NEW YORK (Reuters Health) Jan 09 - Patients with rheumatoid arthritis experience

more cardiovascular events than other patients, independent of the usual

cardiovascular risk factors, according to a report in the December 2001 issue of

Arthritis and Rheumatism.

In the first study of cardiovascular risk factors in rheumatoid arthritis that

focuses on both fatal and nonfatal events, Dr. Inmaculada del Rincon and

colleagues, from University of Texas Health Science Center at San ,

Texas, compared the incidence of cardiovascular events in persons with and

without rheumatoid arthritis after adjusting for traditional risk factors.

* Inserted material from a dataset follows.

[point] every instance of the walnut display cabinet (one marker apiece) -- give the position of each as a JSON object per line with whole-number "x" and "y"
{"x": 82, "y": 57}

Among 236 rheumatoid arthritis patients in the ORALE (Outcome of Rheumatoid

Arthritis Longitudinal Evaluation) study, the authors report, the incidence of

cardiovascular events was 5.9 events overall per 100 person-years and 5.2 new

events per 100 person-years.

In contrast, the report indicates, 4635 individuals in the San Heart

Study (SAHS) experienced an overall rate of 0.75 events per 100 person-years and

0.59 new events per 100 person-years.

After adjustment for age and gender, the cardiovascular event incidence rate

ratio was almost 4 times higher in the RA group than in the SAHS group, the

researchers note.

Multivariate analysis that accounted for age, sex, diabetes, cigarette smoking,

systolic blood pressure, and body-mass index confirmed that the incidence of

cardiovascular events in the RA patients was more than triple that in the

population-based SAHS group.

" Even though we found that the risk of cardiovascular events is independent of

traditional cardiovascular risk factors, it is still important to implement risk

modification measures, " Dr. del Rincon told Reuters Health. " Further research is

needed in determining the factors associated with cardiovascular risk in

rheumatoid arthritis patients so that meaningful recommendations can be made. If

inflammation is found to play a major role in atherosclerosis, this would extend

the current indications for the aggressive suppression of the inflammation in

these patients. "

Arthritis Rheum 2001;44:2707-2710, 2737-2745.